Sunday Levity: Whose cap is it anyway?

Uneasy rests a head that lies under a karakul cap

Official portraits of Mohammed Ali Jinnah, Pakistan’s founder, show him wearing it. Like his illustrious father Sheikh, Farooq Abdullah, a former chief minister of India’s Jammu & Kashmir state wears it to hide his shiny pate. V P Singh, a former prime minister of India, got into trouble for wearing it.

But Hamid Karzai, Afghanistan’s president, wears it in style. Syed Ali Shah Geelani, a ‘hardline’ Hurriyat leader, wears it too (without the style, perhaps for reasons of substance?).

We are talking about, of course, the karakul cap. It is made out of the skin of — animal rights advocates are advised that the following lines may affect their sensibilities — new-born karakul lambs, which explains why V P Singh faced ‘decapitation’ for wearing it (Maneka Gandhi, India’s most famous animal rights activist was a minister in his cabinet).

Natwar Singh’s sympathies have never lay with Maneka Gandhi, but even he was not sending any signal to Pakistan when he wore that cap to Islamabad. An eagle-eyed Reuters correspondent picked out a piece of symbolism when there was none.

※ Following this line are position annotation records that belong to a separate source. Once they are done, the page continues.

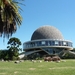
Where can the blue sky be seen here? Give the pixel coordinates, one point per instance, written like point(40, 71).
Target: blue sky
point(36, 13)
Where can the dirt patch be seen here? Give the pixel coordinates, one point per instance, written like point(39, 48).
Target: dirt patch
point(62, 68)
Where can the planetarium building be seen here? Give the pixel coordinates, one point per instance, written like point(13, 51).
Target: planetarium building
point(46, 40)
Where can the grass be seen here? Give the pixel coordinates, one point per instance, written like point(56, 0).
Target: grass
point(37, 68)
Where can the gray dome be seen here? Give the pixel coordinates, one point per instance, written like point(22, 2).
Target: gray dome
point(46, 32)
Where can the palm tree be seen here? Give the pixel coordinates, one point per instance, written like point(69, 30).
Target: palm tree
point(9, 17)
point(14, 48)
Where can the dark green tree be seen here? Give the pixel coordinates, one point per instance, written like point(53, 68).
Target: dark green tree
point(9, 17)
point(13, 48)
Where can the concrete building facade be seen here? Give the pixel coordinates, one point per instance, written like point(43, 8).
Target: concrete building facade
point(46, 40)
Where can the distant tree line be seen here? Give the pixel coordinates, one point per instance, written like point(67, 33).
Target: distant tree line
point(12, 51)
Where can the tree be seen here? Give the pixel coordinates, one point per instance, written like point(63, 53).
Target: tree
point(13, 48)
point(9, 17)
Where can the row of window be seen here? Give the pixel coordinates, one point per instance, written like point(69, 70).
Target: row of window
point(47, 43)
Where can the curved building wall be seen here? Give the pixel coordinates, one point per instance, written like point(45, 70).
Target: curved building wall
point(47, 43)
point(47, 39)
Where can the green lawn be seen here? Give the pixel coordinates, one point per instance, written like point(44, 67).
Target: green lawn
point(37, 68)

Extemely cold weather in Kabul and northern Pakistan are likely to have caused Natwar Singh to wear the ‘Jinnah cap’. US State Department records show that Natwar Singh wore it when he met Colin Powell in Washington last year.

If the Karakul cap comes to be known as the Jinnah cap, it may not be the first one to end up with a confusing etymology — the cap that Nehru wore almost all his long public life is known as the Gandhi cap.

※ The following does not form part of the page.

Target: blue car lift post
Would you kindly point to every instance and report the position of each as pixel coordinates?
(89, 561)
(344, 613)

Here’s a photograph from The Hindu’s photo library that captures these two mistaken caps and their equally mistaken wearers.

From the Hindu Photo Library: Nehru and Sheikh Abdullah
(That’s Sheikh Abdullah, the Lion of Kashmir, in that photograph)

4 thoughts on “Sunday Levity: Whose cap is it anyway?”

  1. I am a regular reader of this blog but comment rarely.
    But today it is funny that you mention about Karakul cap worn by Jinnah, it is also known as Baluch cap. I am reading a book on subcontinent freedom struggle and aftermath titled ‘Liberty or Death’ by Patric French and the author refers to this cap in this book. Author interviews Begum Saida Isa who migrated to Pak after partition and she says that her husband gave Jinnah that cap around 1920s or so.!

  2. I am sure you know this already.. but the “Gandhi topis” claim to fame is not Jawahar Lal Nehru. The cap was first introduced by Gandhi Ji, at a time when what head gear one wore signified what caste one belonged to, and also ones social standing. Therefore, ones “pagdi” was an extremely important part of ones dress. The Gandhi topi was the same for everyone, and wearing it, at that time, was to erase caste and class distinctions.

    It was a fashion statement (cause it was something new and unlike the traditional topis/pagdis prevalent at that time), a political statement, a social statement and the right thing to do all at the same time. Try beating that 😀

    Ofcourse, now it signifies something completely different. But even today, if one visits, say, rural Maharashtra, one can see ordinary people (who are not out to make a statement or anything) wear it without being selfconscious.